Acties in- en uitschakelen

Klik met de rechtermuisknop op een actie en selecteer Actie uitschakelen of Actie inschakelen om deze uit of in te schakelen.

Schermopname van de optie voor het uitschakelen van acties.

Als u een actie uitschakelt, kunt u deze uit de stroom verwijderen zonder deze te wissen. Deze functie wordt gewoonlijk gebruikt voor testdoeleinden, omdat u hiermee verschillende versies van uw bureaubladstroom op efficiënte wijze kunt uitproberen.

Als een actie is uitgeschakeld, worden alle variabelen die in het bijbehorende modale venster zijn gedefinieerd, verborgen in het deelvenster met variabelen. De stroom kan een fout weergeven als u de verborgen variabelen in andere acties gebruikt.

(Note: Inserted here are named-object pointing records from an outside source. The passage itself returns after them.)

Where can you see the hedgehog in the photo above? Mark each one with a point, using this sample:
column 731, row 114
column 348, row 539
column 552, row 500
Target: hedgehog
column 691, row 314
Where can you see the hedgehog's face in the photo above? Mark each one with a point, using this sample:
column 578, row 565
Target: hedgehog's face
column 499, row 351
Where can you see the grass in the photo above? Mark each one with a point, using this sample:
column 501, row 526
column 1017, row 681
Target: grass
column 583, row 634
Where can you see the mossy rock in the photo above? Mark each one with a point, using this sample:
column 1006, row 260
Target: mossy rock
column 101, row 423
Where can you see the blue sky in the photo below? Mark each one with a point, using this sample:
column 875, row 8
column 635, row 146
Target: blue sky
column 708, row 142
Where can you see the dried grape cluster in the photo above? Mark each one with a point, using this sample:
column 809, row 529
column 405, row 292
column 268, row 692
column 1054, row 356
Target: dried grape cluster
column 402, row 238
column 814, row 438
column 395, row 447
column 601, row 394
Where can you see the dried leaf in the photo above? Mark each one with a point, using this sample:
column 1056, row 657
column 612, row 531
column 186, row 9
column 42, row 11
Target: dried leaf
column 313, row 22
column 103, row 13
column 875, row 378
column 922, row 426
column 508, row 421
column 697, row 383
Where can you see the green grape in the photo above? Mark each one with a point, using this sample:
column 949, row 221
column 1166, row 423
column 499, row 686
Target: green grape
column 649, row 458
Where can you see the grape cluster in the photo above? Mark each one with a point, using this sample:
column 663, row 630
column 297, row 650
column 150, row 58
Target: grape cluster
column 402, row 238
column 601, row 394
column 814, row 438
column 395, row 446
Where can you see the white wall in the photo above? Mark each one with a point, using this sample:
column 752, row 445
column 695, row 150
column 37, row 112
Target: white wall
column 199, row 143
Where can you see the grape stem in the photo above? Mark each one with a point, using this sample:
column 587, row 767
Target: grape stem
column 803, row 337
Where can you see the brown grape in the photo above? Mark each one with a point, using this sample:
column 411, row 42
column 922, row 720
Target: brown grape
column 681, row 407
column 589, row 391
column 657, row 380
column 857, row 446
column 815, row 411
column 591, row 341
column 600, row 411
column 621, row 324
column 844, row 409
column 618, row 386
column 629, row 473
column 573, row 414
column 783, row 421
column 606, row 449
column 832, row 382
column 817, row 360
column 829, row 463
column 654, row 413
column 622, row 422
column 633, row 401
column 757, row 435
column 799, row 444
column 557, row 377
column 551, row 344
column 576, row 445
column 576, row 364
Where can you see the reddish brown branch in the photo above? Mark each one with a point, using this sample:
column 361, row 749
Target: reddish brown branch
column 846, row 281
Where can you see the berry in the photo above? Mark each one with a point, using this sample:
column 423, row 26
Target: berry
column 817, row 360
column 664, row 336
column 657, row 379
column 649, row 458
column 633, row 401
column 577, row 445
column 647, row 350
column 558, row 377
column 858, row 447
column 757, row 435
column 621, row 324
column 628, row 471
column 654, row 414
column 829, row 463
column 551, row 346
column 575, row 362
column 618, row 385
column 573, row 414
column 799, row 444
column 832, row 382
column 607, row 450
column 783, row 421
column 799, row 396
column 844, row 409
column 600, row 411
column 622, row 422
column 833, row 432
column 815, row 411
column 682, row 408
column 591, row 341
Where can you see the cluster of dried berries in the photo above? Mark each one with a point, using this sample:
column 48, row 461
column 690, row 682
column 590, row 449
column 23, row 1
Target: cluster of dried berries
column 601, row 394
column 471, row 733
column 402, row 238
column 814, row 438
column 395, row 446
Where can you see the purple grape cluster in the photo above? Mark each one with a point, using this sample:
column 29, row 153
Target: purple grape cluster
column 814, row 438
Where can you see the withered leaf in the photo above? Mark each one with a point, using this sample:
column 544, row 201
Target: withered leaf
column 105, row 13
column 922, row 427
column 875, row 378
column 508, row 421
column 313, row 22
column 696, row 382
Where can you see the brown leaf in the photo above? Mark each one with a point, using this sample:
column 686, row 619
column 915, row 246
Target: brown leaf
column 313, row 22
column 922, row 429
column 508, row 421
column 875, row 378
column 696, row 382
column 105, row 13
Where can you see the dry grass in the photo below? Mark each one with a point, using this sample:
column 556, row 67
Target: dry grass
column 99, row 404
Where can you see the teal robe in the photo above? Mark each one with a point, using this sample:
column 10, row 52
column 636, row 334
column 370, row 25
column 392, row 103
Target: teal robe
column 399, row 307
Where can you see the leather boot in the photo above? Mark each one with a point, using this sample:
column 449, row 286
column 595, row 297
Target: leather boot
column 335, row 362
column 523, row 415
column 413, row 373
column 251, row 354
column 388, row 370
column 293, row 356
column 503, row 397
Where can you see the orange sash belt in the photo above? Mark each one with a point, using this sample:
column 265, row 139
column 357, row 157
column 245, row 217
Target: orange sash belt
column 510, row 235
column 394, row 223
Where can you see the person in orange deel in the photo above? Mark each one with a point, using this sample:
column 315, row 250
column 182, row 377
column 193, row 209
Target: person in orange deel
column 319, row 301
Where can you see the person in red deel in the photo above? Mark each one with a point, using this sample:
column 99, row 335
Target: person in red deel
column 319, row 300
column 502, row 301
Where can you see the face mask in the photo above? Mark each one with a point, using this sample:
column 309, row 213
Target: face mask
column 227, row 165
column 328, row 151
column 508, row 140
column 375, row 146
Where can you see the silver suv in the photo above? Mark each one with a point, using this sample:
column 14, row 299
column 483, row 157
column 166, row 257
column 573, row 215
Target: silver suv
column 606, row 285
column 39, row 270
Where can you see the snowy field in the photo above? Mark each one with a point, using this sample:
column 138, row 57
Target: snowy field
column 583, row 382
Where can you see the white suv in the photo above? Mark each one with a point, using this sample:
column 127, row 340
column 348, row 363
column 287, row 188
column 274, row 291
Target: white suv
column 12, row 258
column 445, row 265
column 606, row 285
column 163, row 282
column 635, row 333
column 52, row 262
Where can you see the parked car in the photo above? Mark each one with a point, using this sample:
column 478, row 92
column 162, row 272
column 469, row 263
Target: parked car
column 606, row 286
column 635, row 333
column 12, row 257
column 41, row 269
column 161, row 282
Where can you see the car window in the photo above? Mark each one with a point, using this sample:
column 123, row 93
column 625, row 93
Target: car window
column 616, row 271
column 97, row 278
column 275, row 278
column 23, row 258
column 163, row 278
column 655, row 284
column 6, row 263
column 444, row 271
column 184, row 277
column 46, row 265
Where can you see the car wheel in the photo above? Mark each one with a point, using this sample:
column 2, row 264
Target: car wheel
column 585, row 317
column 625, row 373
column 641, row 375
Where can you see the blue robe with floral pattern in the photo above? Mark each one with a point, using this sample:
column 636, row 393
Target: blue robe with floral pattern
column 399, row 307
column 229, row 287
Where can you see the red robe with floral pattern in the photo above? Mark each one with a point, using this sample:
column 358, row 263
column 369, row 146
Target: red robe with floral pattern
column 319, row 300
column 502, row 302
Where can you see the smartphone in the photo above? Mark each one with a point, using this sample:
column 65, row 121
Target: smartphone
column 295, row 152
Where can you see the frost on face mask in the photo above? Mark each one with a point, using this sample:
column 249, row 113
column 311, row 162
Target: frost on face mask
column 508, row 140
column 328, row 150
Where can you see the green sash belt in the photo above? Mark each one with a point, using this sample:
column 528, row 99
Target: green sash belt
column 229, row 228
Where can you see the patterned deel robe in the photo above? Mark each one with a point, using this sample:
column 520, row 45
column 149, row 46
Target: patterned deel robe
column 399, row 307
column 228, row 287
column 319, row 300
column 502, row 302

In het volgende voorbeeld hebben twee acties een fout gegenereerd, omdat ze variabelen bevatten die zijn gedefinieerd in een uitgeschakelde actie. Ga naar Fouten afhandelen in bureaubladstromen voor informatie over het afhandelen van fouten.

Schermopname van een voorbeeld waarin het uitschakelen van een actie fouten veroorzaakt.